ENERGY FROM WASTEWATER

Every day you are literally flushing energy down the toilet. You can’t talk about energy as a resource and water as a resource independently. In California alone, 19 percent of all the electricity and 30 percent of the natural gas is used to move, treat, and heat water.

Since transporting water eats up so much electricity, developing ways to recycle the water that goes down the drain could yield big energy savings. The nation’s model for this kind of innovation is Las Vegas. Las Vegas reuses virtually 100 percent of its wastewater. Over the past 20 years, the district has modernized its water reclamation system, which now returns 70 billion gallons of treated wastewater annually to Lake Mead, the source of 90 percent of Las Vegas’s water. We need to avoid pumping water over long distances and focus on systems that produce water for reuse where it’s generated.

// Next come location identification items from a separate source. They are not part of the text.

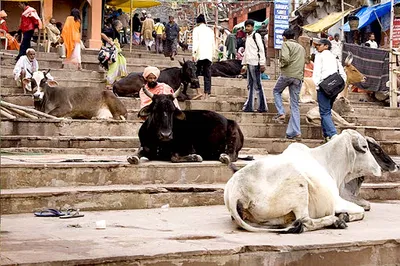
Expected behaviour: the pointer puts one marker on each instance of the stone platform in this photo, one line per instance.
(194, 236)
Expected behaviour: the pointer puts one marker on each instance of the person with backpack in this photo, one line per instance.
(159, 30)
(30, 20)
(292, 60)
(254, 63)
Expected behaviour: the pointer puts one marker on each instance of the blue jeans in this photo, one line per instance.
(325, 106)
(294, 85)
(254, 84)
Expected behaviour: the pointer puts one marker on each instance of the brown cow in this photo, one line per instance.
(353, 75)
(80, 102)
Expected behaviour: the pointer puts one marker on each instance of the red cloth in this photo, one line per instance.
(3, 25)
(240, 34)
(28, 23)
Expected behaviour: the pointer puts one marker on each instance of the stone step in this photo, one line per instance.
(236, 106)
(132, 103)
(75, 127)
(183, 236)
(110, 197)
(72, 170)
(127, 145)
(134, 66)
(57, 73)
(96, 145)
(9, 87)
(123, 197)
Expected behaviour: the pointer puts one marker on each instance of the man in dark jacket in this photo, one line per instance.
(172, 32)
(29, 22)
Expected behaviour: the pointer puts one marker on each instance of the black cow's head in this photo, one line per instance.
(161, 112)
(384, 160)
(38, 81)
(189, 71)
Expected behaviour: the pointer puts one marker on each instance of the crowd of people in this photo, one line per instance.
(246, 45)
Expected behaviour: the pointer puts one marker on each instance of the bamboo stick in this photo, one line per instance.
(26, 109)
(23, 113)
(5, 114)
(6, 110)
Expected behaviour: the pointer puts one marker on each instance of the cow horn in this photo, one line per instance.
(349, 59)
(148, 93)
(46, 72)
(178, 91)
(357, 145)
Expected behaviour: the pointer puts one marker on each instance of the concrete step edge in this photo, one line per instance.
(150, 188)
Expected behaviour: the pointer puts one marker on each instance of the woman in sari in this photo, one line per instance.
(117, 69)
(12, 42)
(72, 38)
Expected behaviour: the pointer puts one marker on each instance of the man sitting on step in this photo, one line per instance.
(151, 75)
(25, 66)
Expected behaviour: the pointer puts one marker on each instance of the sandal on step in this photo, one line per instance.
(49, 213)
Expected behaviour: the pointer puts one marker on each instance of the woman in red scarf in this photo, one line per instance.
(72, 38)
(12, 42)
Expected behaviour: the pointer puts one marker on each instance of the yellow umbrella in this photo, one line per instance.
(326, 22)
(126, 5)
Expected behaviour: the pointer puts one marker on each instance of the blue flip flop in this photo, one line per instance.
(49, 213)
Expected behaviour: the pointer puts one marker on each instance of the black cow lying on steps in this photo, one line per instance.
(173, 76)
(169, 134)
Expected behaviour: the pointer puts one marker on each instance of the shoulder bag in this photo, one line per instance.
(333, 84)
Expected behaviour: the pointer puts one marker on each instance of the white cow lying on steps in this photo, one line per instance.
(298, 189)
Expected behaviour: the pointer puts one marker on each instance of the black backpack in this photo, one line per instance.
(258, 48)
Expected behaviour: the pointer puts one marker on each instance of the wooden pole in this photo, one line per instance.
(22, 113)
(341, 29)
(5, 114)
(130, 15)
(26, 109)
(392, 63)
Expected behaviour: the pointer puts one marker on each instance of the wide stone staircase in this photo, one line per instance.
(82, 164)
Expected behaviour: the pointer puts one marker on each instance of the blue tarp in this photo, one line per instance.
(367, 14)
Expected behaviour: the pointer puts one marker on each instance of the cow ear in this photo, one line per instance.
(52, 83)
(144, 112)
(179, 114)
(25, 82)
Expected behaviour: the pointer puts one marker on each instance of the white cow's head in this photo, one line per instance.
(38, 81)
(360, 157)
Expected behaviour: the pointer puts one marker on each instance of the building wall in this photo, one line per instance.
(14, 12)
(62, 8)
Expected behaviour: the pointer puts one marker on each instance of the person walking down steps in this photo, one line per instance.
(254, 63)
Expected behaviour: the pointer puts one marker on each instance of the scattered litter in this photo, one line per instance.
(74, 225)
(101, 224)
(165, 207)
(72, 213)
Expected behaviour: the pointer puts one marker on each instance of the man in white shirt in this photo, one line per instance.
(337, 47)
(202, 51)
(371, 41)
(325, 65)
(254, 63)
(25, 67)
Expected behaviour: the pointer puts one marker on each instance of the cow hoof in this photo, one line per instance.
(196, 158)
(224, 158)
(296, 228)
(344, 216)
(133, 159)
(339, 224)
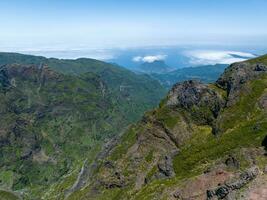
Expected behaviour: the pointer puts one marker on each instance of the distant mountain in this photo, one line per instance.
(206, 74)
(56, 114)
(157, 67)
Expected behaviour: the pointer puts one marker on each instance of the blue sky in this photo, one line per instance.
(109, 23)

And the wasted energy in each flush lies not just in the water—there is also energy in the waste itself. One gallon of typical domestic wastewater contains enough organic compounds and nitrogen to power a 100-watt lightbulb for five minutes. The exciting implication is that next-generation wastewater treatment plants could use new technologies, including microbe-powered fuel cells , to capture enough methane, hydrogen, and other fuels from wastewater to generate all the energy they need, and then some.

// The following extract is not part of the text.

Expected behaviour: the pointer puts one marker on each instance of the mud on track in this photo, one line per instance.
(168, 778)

Wastewater Treatment of the Future: Today a typical plant consumes 0.7 kilowatt-hours of energy to clean a cubic meter of wastewater. But that same cubic meter contains about 2 kilowatt-hours of potential chemical energy. Next generation plants will not only be more efficient but also will extract energy from the organic material and nitrogen in sewage.

WIND ENERGY

Anyone who made a cross-country trip in the last few years will have seen the transformation that turned the U.S. into the world’s leading producer of wind energy. The wind farms that now punctuate the landscape from California to New York produce a total of almost 100 terawatt-hours of electricity a year, almost 2.5 percent of total demand. But that is still small potatoes compared with the 45 percent generated by coal-fired plants. There are a host of scientific issues to overcome before wind can seriously challenge fossil fuels, but one of them is surprisingly basic: We still do not completely understand the way winds blow. The wind behaves differently 200 to 400 feet up, where the turbines actually operate, than it does near the ground. There are thousands of monitoring stations around the country measuring the wind up to about 30 feet, but very few above that.

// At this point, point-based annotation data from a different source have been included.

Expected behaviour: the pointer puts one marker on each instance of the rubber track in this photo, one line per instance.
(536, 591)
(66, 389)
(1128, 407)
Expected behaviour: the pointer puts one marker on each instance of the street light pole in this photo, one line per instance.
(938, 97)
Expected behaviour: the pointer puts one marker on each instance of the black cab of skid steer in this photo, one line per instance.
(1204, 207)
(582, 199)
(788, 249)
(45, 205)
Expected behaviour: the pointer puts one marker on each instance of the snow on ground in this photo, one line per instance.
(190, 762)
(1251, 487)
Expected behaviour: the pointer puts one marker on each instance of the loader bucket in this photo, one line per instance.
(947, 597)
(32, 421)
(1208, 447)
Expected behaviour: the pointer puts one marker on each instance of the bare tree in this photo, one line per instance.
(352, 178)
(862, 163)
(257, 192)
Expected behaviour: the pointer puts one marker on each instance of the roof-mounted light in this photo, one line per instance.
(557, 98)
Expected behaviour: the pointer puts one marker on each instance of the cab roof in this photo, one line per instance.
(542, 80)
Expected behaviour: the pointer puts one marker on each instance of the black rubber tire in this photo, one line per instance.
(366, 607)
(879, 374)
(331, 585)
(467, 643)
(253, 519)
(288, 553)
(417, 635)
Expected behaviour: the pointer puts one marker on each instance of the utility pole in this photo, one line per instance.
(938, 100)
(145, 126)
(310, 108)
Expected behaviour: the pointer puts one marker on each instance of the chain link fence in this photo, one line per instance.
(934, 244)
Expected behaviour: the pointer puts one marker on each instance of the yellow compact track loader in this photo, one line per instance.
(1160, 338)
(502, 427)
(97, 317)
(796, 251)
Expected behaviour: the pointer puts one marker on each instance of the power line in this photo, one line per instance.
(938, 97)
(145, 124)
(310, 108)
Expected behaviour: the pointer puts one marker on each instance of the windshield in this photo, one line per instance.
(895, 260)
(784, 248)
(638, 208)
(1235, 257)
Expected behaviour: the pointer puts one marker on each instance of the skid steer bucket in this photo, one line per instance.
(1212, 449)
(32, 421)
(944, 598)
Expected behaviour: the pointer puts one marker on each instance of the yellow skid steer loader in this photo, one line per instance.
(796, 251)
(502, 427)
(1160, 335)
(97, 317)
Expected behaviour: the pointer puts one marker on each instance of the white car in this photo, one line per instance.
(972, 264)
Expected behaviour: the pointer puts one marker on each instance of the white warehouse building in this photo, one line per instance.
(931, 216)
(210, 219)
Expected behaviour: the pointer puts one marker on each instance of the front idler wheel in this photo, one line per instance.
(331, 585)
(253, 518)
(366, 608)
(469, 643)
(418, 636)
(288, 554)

A small change in the wind has big implications: A 10-mile-an-hour wind can generate 65 kilowatts, but at 15 miles an hour, the same turbine can produce 300 kilowatts. Since turbines are designed without a complete understanding of how wind flows, they are failing at higher than expected rates. Failure to anticipate sudden gusts is especially problematic, because they can both damage the turbines and lead to sudden transmission line overloads.

Being able to predict average wind speed within just a fraction of a mile an hour would make a huge difference. The way to do that is to gather the missing data. Government, academia, and industry need to invest in new research on wind flow that will allow us to truly wrap our heads around what’s going on up there—and to reap the full benefits of wind power.